Data from the National Registry of Diseases shows that when Kenya reported the first case of coronavirus on March 13, there was a spike in pneumonia, one of the complications of severe Covid-19.

From January up until early February, the number of pneumonia cases were 137,667 before a dramatic increase to 195,504. While the data for March is not complete, a source at the Ministry of Health suspects that the numbers are still increasing.

The pattern — an increase from January and then a plateau — is not similar for the same period in 2019.

BACTERIAL PNEUMONIA

Experts are murmuring about it, careful not to link it to coronavirus. However, they suspect three scenarios — it could be people dying of Covid-19 pneumonia while on medication for bacterial pneumonia, and this may have occurred even earlier before the first case was reported, with the rains that came at the beginning of the year having led to the increase.

Further, all attention has been given to coronavirus, leaving little focus on pneumonia and other infectious diseases in hospitals.

In the light of children who recently died in Kilifi County, the Respiratory Society of Kenya has cautioned clinicians that any case of pneumonia should be treated as suspected Covid-19 until proven to be “ordinary pneumonia”.

SHORTNESS OF BREATH
Dr Jeremiah Chakaya, a practising respiratory physician allied to the society, told the Nation that it is very difficult to differentiate between Covid-19 and pneumonia.

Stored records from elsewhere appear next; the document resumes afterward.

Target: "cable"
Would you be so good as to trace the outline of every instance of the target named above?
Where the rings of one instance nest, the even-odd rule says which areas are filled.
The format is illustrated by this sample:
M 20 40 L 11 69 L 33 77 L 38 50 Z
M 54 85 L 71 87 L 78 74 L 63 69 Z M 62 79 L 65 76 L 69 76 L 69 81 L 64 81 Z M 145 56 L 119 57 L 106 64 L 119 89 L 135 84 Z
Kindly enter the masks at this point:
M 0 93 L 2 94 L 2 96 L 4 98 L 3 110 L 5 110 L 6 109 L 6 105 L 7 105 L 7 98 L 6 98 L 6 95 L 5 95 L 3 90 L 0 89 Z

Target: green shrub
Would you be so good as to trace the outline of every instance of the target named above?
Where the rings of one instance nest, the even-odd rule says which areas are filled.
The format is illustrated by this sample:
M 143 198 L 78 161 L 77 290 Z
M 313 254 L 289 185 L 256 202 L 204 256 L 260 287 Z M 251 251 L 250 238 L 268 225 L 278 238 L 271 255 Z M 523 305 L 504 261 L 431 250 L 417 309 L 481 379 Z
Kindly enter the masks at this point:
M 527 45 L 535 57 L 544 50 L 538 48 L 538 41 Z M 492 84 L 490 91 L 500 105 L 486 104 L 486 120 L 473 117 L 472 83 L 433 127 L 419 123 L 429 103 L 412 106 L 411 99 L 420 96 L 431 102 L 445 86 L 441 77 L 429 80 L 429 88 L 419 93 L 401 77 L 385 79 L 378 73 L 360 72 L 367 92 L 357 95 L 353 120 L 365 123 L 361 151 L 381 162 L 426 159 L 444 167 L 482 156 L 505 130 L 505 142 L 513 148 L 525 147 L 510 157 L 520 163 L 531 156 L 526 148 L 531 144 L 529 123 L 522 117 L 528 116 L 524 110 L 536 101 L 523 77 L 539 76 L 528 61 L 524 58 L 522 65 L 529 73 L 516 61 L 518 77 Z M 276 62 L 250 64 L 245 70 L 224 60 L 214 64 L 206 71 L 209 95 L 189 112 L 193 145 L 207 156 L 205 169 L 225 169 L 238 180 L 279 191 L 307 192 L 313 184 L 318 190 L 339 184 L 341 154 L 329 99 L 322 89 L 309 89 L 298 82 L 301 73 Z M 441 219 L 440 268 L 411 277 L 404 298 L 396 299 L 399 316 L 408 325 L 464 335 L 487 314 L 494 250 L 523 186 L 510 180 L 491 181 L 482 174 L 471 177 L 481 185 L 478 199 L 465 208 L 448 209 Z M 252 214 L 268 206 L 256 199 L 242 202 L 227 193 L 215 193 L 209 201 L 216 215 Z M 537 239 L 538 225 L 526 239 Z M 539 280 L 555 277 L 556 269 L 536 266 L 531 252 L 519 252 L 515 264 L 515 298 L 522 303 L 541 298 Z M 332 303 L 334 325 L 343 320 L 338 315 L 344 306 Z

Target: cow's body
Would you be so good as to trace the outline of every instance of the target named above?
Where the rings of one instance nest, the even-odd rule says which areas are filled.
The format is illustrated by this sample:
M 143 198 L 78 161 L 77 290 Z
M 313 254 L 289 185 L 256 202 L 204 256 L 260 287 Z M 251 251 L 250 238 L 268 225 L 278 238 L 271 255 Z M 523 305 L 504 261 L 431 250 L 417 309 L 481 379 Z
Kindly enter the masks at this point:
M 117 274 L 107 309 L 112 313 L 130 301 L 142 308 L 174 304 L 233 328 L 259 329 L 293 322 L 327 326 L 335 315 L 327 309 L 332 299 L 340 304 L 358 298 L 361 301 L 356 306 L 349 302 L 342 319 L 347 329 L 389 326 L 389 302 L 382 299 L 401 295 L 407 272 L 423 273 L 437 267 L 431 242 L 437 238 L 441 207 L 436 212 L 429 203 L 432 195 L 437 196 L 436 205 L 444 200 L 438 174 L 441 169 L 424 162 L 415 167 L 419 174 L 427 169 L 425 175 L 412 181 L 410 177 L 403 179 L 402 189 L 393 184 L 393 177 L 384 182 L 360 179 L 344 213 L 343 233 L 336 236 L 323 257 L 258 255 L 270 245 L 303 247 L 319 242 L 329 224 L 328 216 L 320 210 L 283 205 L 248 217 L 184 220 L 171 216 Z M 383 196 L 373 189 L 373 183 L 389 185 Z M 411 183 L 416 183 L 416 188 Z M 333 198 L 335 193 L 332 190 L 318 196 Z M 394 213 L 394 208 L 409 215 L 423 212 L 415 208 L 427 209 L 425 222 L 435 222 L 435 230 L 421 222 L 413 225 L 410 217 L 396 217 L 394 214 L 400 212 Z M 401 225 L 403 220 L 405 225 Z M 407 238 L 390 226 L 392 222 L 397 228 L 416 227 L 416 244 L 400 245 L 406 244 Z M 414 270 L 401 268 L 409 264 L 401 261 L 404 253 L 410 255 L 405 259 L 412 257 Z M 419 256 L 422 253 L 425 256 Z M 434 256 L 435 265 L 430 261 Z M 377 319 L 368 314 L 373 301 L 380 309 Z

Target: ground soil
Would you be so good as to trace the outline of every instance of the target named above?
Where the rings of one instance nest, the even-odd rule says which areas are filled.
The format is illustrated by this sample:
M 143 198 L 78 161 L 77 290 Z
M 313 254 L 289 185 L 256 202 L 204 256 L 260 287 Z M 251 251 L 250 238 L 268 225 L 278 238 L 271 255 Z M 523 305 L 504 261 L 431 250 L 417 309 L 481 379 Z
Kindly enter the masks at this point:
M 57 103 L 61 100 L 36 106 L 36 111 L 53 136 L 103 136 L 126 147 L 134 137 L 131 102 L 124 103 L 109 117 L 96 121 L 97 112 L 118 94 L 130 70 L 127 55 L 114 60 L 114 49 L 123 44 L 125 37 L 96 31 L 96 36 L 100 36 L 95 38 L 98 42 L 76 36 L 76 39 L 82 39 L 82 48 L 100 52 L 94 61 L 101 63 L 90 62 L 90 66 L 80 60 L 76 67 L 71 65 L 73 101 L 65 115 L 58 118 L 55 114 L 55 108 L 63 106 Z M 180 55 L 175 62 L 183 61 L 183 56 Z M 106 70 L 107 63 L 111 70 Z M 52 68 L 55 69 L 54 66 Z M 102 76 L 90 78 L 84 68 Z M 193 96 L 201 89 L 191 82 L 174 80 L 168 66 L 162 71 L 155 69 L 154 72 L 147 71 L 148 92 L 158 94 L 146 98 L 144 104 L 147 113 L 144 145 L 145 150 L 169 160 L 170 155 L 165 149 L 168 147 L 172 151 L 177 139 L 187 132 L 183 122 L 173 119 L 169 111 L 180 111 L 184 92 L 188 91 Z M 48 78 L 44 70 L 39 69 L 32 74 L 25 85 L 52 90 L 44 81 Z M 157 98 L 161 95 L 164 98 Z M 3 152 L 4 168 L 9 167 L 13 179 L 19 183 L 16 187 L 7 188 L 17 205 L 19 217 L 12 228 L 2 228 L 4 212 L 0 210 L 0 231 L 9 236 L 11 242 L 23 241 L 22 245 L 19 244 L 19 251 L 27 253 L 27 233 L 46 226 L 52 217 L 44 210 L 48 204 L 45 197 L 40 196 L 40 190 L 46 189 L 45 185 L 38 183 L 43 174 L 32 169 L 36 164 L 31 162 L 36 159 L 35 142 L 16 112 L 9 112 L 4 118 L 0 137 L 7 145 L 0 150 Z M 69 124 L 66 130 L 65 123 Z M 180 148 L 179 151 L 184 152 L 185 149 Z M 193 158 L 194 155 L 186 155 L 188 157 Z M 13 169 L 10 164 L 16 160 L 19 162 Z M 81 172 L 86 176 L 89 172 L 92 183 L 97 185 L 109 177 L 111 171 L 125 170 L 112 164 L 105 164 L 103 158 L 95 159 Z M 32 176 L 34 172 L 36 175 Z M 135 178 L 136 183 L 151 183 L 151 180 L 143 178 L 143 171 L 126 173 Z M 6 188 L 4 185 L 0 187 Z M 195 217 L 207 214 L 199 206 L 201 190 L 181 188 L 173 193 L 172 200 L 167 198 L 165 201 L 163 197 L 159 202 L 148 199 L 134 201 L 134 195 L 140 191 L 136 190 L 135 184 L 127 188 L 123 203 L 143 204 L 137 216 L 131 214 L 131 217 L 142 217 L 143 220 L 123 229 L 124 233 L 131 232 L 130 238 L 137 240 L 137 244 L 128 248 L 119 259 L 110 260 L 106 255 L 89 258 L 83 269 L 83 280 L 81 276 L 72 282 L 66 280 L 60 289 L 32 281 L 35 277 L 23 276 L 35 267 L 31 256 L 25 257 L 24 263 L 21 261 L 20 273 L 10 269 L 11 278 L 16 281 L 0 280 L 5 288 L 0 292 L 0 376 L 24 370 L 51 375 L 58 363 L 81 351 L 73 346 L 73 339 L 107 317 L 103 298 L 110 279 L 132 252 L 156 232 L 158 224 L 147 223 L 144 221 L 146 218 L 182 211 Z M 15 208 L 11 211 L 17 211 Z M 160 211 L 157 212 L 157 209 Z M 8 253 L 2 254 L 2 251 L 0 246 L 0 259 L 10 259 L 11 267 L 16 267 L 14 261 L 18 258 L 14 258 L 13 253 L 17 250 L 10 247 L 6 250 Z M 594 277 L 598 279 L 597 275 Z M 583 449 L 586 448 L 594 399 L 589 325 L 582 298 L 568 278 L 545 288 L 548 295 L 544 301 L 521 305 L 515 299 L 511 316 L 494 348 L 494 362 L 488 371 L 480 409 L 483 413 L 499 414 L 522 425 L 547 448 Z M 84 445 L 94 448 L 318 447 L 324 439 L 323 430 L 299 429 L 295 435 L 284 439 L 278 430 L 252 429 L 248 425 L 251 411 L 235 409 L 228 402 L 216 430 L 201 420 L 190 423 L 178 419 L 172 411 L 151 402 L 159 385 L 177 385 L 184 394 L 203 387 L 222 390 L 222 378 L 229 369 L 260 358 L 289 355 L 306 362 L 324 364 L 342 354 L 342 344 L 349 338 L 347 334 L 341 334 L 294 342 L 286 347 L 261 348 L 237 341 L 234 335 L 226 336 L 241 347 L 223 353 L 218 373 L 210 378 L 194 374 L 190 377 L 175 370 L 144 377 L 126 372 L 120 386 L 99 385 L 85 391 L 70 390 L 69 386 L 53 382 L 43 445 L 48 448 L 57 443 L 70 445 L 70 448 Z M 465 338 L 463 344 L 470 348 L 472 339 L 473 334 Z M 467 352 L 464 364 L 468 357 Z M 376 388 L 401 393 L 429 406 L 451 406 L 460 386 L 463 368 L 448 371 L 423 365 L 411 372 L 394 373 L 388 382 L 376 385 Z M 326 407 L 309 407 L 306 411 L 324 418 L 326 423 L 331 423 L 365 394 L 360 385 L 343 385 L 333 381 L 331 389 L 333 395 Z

He said any respiratory infection, including coronavirus, is going to present with the same telltale signs when it becomes severe — cough, fever, difficulty in breathing and shortness of breath.

Pneumonia, Kenya’s number one child killer that claimed 21,584 in 2017 alone, was long thought to be caused by bacteria, but the Pneumonia Etiology Research for Child Health study found that viruses caused most of the severe pneumonia cases (61 per cent).

The study, which was conducted in Kenya and six other countries with a high burden of pneumonia, showed that the Respiratory Syncytial Virus was the leading pathogen (31 per cent) in all the sites. Bacteria, which are eliminated from the body by antibiotics, only causes 27 per cent of pneumonia.

It is too early to say whether the scientific community will add the virus that causes Covid-19 (Sars-CoV-2) to the list but coronavirus started in late 2019 as a cluster of pneumonia cases with an unknown cause.

SCREENING
So far, there are few cases to distinguish whether pneumonia is caused by a virus or bacteria in Kenya’s public hospitals, where the majority of the population seek medical services.
An expert who requested anonymity said parents should not be quick to label any pneumonia as Covid-19. It’s possible that there could be more deaths in children because pneumonia is being given little attention, he added.

The caution comes after Kilifi government urged parents to take children exhibiting respiratory illnesses, especially pneumonia, to hospitals. This is after the six children died of severe pneumonia in a span of three weeks.

The Kilifi Hospital Medical Superintendent, Eddie Nzomo, said the county is working with the Kenya Medical Research Institute Wellcome Trust to increase screening for the disease.